Illegal pot farm probably didn’t cause Rim fire, official says
A U.S. Forest Service official said Wednesday that the massive Rim fire burning into Yosemite National Park was probably not caused by an illegal marijuana farm, despite earlier comments made by a local fire chief.
“That was only one of many rumors,” said Jerry Snyder of the U.S. Forest Service.
Full containment of the 370-square-mile Rim fire isn’t expected for two weeks and investigators aren’t sure what started it. The rumor that marijuana growers may have been involved began when Twain Harte Fire and Rescue Chief Todd McNeal told a community meeting that the blaze was definitely human-caused.
On Aug. 23, McNeal said the fire started in a section of the Stanislaus National Forest that is inaccessible by foot or vehicle and that it was “highly suspected” that an illegal “marijuana-grow type of thing" had somehow sparked the blaze.

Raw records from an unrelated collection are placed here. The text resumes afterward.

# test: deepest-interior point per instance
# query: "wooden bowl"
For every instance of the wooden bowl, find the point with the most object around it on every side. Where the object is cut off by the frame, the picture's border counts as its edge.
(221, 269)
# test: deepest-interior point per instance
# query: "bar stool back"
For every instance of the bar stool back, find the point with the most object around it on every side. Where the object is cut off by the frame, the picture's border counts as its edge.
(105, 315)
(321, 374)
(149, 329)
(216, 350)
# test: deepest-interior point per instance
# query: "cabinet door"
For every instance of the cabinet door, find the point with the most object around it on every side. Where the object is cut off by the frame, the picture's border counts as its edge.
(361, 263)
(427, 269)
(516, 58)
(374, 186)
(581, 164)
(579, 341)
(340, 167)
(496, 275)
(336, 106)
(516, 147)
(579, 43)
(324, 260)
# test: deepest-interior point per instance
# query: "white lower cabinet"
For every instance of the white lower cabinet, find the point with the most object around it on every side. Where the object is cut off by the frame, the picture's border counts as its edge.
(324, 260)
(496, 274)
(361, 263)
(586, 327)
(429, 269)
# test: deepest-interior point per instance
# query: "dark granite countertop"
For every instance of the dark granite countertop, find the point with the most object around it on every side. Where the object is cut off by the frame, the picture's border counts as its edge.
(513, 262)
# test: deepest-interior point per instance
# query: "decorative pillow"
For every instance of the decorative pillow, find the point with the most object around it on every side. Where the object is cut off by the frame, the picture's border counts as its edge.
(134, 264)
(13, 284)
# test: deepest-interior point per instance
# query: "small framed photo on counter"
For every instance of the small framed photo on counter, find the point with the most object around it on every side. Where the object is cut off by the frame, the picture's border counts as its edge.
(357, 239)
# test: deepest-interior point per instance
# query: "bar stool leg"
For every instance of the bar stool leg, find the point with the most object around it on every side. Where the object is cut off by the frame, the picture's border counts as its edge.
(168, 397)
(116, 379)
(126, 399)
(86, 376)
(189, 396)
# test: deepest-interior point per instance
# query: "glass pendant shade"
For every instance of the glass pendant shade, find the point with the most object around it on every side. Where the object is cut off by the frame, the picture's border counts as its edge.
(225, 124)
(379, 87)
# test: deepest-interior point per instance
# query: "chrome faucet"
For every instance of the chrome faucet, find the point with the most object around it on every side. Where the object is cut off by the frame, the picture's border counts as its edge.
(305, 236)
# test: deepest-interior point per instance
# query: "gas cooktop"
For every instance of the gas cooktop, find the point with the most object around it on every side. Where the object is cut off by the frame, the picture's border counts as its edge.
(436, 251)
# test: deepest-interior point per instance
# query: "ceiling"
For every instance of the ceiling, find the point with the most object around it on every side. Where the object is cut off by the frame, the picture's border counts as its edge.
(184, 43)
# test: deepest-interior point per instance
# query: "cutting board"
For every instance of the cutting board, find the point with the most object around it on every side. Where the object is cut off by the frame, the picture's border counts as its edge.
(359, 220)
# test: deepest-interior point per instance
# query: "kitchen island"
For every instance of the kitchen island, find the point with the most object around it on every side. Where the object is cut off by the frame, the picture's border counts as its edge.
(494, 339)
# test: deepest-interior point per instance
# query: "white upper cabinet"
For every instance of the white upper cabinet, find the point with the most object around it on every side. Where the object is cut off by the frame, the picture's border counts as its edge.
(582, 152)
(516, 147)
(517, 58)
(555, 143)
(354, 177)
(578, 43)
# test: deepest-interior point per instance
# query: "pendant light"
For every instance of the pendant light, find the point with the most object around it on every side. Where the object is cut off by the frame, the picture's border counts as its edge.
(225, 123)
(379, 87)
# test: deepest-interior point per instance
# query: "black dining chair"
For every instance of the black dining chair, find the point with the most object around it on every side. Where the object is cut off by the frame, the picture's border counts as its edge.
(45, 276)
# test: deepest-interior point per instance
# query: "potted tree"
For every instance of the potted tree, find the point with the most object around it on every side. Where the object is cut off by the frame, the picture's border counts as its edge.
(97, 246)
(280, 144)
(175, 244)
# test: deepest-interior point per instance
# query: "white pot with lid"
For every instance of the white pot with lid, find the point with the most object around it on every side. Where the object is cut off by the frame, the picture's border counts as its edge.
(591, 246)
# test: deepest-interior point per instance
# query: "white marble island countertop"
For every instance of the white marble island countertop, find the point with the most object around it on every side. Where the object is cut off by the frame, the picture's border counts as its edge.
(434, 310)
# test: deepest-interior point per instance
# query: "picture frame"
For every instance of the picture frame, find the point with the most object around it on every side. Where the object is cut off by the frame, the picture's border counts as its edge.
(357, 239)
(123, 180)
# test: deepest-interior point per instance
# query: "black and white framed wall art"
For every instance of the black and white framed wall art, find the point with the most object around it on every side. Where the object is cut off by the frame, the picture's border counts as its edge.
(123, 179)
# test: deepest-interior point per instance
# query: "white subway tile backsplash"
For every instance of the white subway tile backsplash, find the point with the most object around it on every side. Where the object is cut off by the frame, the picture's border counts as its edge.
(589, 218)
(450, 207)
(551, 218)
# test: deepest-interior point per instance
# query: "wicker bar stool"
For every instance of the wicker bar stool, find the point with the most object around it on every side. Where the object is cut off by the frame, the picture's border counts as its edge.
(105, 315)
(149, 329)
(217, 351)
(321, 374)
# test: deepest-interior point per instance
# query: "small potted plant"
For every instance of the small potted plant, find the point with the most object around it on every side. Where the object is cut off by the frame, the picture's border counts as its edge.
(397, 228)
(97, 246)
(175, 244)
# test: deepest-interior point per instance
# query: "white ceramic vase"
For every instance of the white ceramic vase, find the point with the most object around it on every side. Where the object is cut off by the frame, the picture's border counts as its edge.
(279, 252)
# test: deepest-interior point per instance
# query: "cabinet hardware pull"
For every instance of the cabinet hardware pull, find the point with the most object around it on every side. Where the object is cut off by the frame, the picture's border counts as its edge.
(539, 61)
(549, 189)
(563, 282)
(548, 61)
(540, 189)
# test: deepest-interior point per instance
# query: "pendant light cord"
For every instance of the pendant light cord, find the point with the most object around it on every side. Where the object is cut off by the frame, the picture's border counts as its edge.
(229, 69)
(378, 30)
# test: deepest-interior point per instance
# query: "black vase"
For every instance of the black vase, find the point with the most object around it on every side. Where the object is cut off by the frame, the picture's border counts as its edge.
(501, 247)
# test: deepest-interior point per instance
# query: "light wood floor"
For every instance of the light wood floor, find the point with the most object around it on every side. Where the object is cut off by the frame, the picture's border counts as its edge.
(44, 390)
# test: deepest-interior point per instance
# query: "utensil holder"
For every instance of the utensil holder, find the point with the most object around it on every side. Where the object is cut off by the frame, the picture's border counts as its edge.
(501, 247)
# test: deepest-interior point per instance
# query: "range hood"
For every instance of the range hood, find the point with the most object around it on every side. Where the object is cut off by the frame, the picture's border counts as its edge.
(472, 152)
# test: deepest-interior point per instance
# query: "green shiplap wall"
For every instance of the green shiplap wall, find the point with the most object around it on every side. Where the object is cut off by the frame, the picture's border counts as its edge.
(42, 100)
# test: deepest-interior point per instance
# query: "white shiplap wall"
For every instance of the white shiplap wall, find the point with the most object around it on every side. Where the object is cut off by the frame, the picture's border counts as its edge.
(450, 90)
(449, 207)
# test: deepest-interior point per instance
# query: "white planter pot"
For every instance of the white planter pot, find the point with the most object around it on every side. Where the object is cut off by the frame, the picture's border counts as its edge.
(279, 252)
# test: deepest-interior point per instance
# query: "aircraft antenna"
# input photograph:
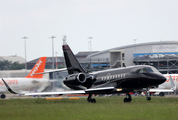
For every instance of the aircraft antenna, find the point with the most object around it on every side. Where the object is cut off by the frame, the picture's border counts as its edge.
(64, 40)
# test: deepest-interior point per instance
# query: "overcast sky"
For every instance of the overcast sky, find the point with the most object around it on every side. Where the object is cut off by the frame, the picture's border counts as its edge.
(111, 23)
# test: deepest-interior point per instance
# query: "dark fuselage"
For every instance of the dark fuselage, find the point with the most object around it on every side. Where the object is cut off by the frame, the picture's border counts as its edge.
(127, 78)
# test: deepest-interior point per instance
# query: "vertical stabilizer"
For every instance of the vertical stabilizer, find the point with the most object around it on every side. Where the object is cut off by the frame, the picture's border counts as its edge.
(73, 66)
(38, 68)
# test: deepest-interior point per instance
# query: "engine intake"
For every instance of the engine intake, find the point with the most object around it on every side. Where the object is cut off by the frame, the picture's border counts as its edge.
(81, 77)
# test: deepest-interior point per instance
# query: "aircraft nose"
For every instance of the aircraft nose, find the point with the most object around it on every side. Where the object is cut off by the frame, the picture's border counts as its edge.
(162, 79)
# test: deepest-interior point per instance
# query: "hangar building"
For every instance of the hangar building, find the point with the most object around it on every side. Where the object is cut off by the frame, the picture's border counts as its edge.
(163, 55)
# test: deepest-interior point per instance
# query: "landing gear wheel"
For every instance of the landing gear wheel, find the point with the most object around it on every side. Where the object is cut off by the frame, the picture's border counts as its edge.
(3, 96)
(148, 98)
(92, 100)
(127, 99)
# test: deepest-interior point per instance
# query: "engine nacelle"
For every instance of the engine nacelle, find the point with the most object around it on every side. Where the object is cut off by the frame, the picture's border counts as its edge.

But Snyder said that at this point in their review, investigators have not found any evidence that marijuana was grown in the area where the fire probably started Aug. 17.

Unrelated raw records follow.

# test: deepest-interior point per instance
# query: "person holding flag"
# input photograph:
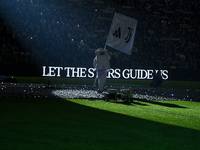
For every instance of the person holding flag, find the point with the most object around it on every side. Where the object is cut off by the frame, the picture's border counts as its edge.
(102, 64)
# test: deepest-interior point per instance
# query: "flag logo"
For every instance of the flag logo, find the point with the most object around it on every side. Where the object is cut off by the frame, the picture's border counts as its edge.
(122, 33)
(117, 33)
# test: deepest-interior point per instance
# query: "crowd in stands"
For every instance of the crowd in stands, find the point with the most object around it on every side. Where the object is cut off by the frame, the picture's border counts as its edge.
(66, 33)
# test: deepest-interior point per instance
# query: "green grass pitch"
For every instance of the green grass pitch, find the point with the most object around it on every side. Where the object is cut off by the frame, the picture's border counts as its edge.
(85, 124)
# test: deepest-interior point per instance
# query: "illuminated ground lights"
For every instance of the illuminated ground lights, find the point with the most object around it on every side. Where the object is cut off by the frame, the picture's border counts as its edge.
(90, 92)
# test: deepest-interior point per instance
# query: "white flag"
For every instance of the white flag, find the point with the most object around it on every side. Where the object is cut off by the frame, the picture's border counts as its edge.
(122, 33)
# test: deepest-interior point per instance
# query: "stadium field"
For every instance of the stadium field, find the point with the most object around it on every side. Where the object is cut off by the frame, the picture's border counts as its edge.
(55, 123)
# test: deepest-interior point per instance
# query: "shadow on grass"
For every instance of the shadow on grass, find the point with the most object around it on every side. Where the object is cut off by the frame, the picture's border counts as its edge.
(61, 124)
(161, 104)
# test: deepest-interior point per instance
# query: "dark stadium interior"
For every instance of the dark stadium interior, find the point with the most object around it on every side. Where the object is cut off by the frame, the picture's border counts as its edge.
(67, 33)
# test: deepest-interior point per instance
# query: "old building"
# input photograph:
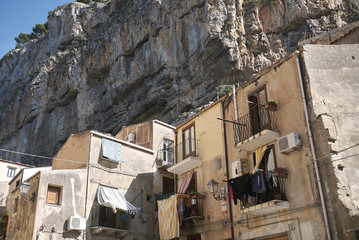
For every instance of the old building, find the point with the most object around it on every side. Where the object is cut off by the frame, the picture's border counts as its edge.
(8, 170)
(295, 125)
(101, 187)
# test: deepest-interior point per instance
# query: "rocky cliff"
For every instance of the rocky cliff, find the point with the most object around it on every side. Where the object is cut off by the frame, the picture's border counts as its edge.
(112, 63)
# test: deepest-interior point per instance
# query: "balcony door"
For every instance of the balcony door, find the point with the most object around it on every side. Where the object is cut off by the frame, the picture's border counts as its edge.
(188, 140)
(258, 114)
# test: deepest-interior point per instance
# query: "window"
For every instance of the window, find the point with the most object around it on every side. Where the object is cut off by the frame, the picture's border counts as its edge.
(107, 218)
(258, 115)
(192, 186)
(188, 140)
(53, 195)
(268, 161)
(11, 172)
(167, 150)
(16, 203)
(111, 150)
(168, 185)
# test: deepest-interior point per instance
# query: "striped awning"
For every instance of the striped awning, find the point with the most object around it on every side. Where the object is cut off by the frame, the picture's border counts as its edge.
(113, 198)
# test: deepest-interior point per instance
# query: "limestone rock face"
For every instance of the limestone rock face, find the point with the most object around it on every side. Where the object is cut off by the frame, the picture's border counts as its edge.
(112, 63)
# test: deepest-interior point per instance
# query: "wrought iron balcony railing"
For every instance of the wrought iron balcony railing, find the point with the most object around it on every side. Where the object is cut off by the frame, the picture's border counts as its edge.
(190, 148)
(253, 123)
(165, 157)
(275, 191)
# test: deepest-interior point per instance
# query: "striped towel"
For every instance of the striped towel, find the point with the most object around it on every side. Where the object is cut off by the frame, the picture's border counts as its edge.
(168, 218)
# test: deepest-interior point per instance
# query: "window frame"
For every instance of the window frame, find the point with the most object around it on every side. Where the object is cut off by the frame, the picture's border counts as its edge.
(11, 172)
(16, 204)
(58, 197)
(272, 147)
(255, 111)
(191, 141)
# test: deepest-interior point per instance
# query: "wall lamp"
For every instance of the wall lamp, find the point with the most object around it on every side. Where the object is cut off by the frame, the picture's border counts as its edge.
(24, 188)
(213, 189)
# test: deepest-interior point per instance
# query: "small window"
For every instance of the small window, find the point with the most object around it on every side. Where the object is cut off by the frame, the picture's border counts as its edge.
(118, 220)
(16, 203)
(11, 172)
(53, 195)
(189, 142)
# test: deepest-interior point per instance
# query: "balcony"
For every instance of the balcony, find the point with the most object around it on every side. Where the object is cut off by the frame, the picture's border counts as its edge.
(165, 157)
(161, 196)
(194, 211)
(104, 221)
(187, 157)
(272, 201)
(256, 129)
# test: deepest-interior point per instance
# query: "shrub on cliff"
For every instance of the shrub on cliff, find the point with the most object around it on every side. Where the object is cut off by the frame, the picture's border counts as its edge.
(37, 31)
(84, 1)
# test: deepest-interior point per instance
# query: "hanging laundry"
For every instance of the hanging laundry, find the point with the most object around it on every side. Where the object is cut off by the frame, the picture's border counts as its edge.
(239, 187)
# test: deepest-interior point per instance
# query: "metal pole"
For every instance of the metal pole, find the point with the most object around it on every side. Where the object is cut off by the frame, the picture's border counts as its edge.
(313, 152)
(87, 185)
(227, 169)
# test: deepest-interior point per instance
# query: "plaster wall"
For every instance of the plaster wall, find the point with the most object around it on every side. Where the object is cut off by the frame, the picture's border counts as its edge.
(283, 87)
(143, 133)
(21, 221)
(133, 176)
(50, 216)
(209, 133)
(74, 153)
(160, 132)
(333, 88)
(5, 180)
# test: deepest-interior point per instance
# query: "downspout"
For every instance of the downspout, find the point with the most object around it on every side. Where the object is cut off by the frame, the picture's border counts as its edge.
(227, 168)
(313, 151)
(87, 184)
(235, 103)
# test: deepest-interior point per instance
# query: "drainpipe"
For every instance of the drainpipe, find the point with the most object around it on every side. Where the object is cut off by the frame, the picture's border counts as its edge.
(235, 103)
(227, 168)
(176, 160)
(313, 151)
(87, 184)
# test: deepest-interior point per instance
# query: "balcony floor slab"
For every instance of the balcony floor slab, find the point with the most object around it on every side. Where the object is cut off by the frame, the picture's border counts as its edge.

There would also have been no real access for illegal growers, Snyder said, and there was no probable water source evident.
“Most of these gardens, they need access ... they need to be able to get in there ... and there are no roads in this area,” Snyder said. “You need a water source ... this fire started considerably above the river.”
The fire is 80% contained and Snyder said it is estimated that full containment will be about Sept. 20. The Rim fire has destroyed 111 buildings, including 11 residences. It has so far cost $72 million to fight.